Eu era o ministro da Fazenda na época. Vi o final do governo Sarney. O Temer só tem uma desvantagem: a delação da JBS e o provável depoimento do Loures. De resto, é tudo melhor. No Sarney, o centro do sistema político era Ulysses Guimarães, que podia vetar a nomeação de ministros do Sarney. Ele vetou a nomeação do Tasso Jereissati para a Fazenda. Foi por isso que virei ministro. Ulysses era o tríplice presidente. Na verdade, era três e meio: presidente da Câmara, da Assembleia Constituinte e do PMDB, além de meio presidente da República. Hoje, o centro é do Temer. O Brasil estava com a economia piorando e a inflação intratável naquela época. Hoje, a economia começa a melhorar, e não há processo inflacionário intratável. Pelo contrário, o Brasil venceu a hiperinflação. Embora ainda haja inércia inflacionária, nem se compara com o que era naquela época. O país hoje é atrativo para o investimento estrangeiro. O agronegócio se tornou o maior sucesso da economia em todos os tempos. É o campeão de sucesso, de geração de otimismo. O sistema financeiro é totalmente sólido, bem regulado e provisionado. É outro Brasil. O país tem Judiciário independente, investigações autônomas com órgãos igualmente autônomos, como Polícia Federal e Ministério Público, apesar dos excessos deles. É um conjunto do que conquistamos desde a democratização. A função de Sarney era conduzir a transição, evitar que o Brasil retrocedesse no campo democrático. Conseguiu. O Temer não tem essa missão. A missão número um dele é sobreviver. A segunda, conseguir as reformas. Com a aprovação da trabalhista, a previdenciária ficará mais viável, talvez com descaracterização maior.

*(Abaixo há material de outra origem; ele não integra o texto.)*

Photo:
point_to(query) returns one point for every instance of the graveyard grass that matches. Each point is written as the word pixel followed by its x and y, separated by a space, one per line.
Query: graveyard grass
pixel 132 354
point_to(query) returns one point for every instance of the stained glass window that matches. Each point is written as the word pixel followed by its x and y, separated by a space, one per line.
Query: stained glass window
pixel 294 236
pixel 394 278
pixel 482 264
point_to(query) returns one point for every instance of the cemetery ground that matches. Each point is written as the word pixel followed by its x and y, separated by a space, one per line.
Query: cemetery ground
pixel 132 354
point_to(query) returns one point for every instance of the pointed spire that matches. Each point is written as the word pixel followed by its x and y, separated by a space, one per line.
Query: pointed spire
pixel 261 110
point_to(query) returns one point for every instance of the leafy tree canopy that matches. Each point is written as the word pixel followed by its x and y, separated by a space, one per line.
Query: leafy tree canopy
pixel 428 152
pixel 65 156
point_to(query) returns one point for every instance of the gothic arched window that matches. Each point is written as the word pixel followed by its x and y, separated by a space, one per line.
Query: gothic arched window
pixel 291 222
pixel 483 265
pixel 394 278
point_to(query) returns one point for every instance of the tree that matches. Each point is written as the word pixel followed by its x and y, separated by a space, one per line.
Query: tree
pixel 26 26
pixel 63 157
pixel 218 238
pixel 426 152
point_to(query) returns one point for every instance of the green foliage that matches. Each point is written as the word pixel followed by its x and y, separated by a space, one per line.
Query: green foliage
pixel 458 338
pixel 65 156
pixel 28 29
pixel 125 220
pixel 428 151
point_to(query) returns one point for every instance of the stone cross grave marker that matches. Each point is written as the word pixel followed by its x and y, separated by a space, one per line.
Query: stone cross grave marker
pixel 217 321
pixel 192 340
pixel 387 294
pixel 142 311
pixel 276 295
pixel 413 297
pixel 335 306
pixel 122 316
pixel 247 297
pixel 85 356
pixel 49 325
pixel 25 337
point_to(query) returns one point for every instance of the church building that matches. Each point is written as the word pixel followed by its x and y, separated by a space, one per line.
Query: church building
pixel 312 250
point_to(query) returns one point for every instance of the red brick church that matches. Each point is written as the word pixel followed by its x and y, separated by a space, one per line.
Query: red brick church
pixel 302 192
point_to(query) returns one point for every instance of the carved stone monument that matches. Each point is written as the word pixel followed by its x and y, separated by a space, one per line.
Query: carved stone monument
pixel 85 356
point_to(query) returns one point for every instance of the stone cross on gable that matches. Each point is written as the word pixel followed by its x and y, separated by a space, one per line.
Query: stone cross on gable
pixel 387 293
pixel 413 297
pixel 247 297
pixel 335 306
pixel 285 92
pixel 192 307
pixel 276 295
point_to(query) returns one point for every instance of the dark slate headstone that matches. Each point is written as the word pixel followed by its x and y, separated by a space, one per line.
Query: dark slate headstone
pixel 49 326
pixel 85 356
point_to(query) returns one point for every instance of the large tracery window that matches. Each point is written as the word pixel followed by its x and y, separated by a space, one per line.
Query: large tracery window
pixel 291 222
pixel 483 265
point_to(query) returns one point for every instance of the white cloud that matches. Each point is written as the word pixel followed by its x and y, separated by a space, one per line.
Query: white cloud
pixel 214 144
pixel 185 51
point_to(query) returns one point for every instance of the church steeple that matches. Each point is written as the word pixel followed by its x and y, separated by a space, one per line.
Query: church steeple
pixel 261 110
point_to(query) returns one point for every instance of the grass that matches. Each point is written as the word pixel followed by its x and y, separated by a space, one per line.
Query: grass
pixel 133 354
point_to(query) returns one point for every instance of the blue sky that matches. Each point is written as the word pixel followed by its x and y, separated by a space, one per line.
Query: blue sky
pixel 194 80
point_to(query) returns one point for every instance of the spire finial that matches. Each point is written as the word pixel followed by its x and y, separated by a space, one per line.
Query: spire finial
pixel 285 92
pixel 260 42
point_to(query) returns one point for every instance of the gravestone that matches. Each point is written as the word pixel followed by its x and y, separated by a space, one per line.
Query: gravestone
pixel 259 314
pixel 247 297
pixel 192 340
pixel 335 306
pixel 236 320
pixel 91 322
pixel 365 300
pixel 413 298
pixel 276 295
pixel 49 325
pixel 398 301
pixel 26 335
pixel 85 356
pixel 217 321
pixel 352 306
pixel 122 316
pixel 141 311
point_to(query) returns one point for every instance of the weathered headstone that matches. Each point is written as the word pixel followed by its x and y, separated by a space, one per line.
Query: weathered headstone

Que descaracterização seria essa na reforma da Previdência?
Seria restringir as mudanças a duas coisas: idade mínima e unificação dos regimes. A proposta era durar 30 anos. Vai durar três. Mas ao menos elementos básicos serão introduzidos, que não serão objeto de discussão se não para melhorar. Tenho expectativa de que não vamos eleger um doido em 2018. Com a legitimidade renovada pelas urnas, (o presidente) fará a reforma que o Temer não conseguir. Como já foi aprendido, é necessário processo de comunicação e negociação melhor. O mercado ficará feliz com isso. Há liquidez ampla e oportunidades no Brasil.
A sucessão de escândalos não espanta investimentos estrangeiros?
É claro que impacta, mas não impede que continuem olhando para o Brasil. Um dos efeitos da crise é o adiamento do plano de investimentos, inclusive o estrangeiro. Nenhuma multinacional relevante está fora do Brasil. O investidor não pode ficar desconectado. A pressuposição é de que o país vai resolver essa crise em algum momento. As multinacionais fazem esse tipo de análise. Aprenderam a lidar com diferentes ambientes institucionais. O Brasil não é complicado. Complicados são Venezuela, Iraque, Afeganistão.